Петя, сам себя не помня, стиснув зубы и зверски выкатив глаза, бросился вперед, работая локтями и крича «ура!», как будто он готов был и себя и всех убить в эту минуту, но с боков его лезли точно такие же зверские лица с такими же криками «ура!».
«Так вот что такое государь! – думал Петя. – Нет, нельзя мне самому подать ему прошение, это слишком смело!Несмотря на то, он все так же отчаянно пробивался вперед, и из за спин передних ему мелькнуло пустое пространство с устланным красным сукном ходом; но в это время толпа заколебалась назад (спереди полицейские отталкивали надвинувшихся слишком близко к шествию; государь проходил из дворца в Успенский собор), и Петя неожиданно получил в бок такой удар по ребрам и так был придавлен, что вдруг в глазах его все помутилось и он потерял сознание. Когда он пришел в себя, какое то духовное лицо, с пучком седевших волос назади, в потертой синей рясе, вероятно, дьячок, одной рукой держал его под мышку, другой охранял от напиравшей толпы.
– Барчонка задавили! – говорил дьячок. – Что ж так!.. легче… задавили, задавили!
Государь прошел в Успенский собор. Толпа опять разровнялась, и дьячок вывел Петю, бледного и не дышащего, к царь пушке. Несколько лиц пожалели Петю, и вдруг вся толпа обратилась к нему, и уже вокруг него произошла давка. Те, которые стояли ближе, услуживали ему, расстегивали его сюртучок, усаживали на возвышение пушки и укоряли кого то, – тех, кто раздавил его.
– Этак до смерти раздавить можно. Что же это! Душегубство делать! Вишь, сердечный, как скатерть белый стал, – говорили голоса.
Петя скоро опомнился, краска вернулась ему в лицо, боль прошла, и за эту временную неприятность он получил место на пушке, с которой он надеялся увидать долженствующего пройти назад государя. Петя уже не думал теперь о подаче прошения. Уже только ему бы увидать его – и то он бы считал себя счастливым!
Во время службы в Успенском соборе – соединенного молебствия по случаю приезда государя и благодарственной молитвы за заключение мира с турками – толпа пораспространилась; появились покрикивающие продавцы квасу, пряников, мака, до которого был особенно охотник Петя, и послышались обыкновенные разговоры. Одна купчиха показывала свою разорванную шаль и сообщала, как дорого она была куплена; другая говорила, что нынче все шелковые материи дороги стали. Дьячок, спаситель Пети, разговаривал с чиновником о том, кто и кто служит нынче с преосвященным. Дьячок несколько раз повторял слово соборне, которого не понимал Петя. Два молодые мещанина шутили с дворовыми девушками, грызущими орехи. Все эти разговоры, в особенности шуточки с девушками, для Пети в его возрасте имевшие особенную привлекательность, все эти разговоры теперь не занимали Петю; ou сидел на своем возвышении пушки, все так же волнуясь при мысли о государе и о своей любви к нему. Совпадение чувства боли и страха, когда его сдавили, с чувством восторга еще более усилило в нем сознание важности этой минуты.

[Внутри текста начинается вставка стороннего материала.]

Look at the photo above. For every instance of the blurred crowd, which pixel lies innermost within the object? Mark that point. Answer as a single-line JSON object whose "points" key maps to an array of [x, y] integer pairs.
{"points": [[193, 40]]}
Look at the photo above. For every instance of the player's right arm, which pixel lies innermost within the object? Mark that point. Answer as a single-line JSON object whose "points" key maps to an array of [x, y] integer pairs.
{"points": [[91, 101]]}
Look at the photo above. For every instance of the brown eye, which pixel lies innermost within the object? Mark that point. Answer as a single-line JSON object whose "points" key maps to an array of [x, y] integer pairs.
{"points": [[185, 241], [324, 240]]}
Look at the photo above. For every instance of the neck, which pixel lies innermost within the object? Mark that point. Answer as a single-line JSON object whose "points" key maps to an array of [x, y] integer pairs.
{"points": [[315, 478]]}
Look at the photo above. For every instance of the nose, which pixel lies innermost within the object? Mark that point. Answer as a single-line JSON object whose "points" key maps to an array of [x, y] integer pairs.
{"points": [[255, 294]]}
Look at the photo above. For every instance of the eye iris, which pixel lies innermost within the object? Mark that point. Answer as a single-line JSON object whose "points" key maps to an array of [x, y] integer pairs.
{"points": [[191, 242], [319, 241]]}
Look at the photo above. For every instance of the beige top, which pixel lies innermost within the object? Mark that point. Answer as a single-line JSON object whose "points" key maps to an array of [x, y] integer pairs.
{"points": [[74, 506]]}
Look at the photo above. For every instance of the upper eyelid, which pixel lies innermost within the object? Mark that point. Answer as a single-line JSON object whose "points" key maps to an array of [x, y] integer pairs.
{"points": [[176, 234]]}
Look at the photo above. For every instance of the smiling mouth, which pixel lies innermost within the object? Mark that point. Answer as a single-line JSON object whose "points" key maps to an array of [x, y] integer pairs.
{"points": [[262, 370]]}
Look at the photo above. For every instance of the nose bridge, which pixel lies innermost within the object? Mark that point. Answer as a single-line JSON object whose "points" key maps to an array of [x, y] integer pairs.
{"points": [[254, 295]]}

Вдруг с набережной послышались пушечные выстрелы (это стреляли в ознаменование мира с турками), и толпа стремительно бросилась к набережной – смотреть, как стреляют. Петя тоже хотел бежать туда, но дьячок, взявший под свое покровительство барчонка, не пустил его. Еще продолжались выстрелы, когда из Успенского собора выбежали офицеры, генералы, камергеры, потом уже не так поспешно вышли еще другие, опять снялись шапки с голов, и те, которые убежали смотреть пушки, бежали назад. Наконец вышли еще четверо мужчин в мундирах и лентах из дверей собора. «Ура! Ура! – опять закричала толпа.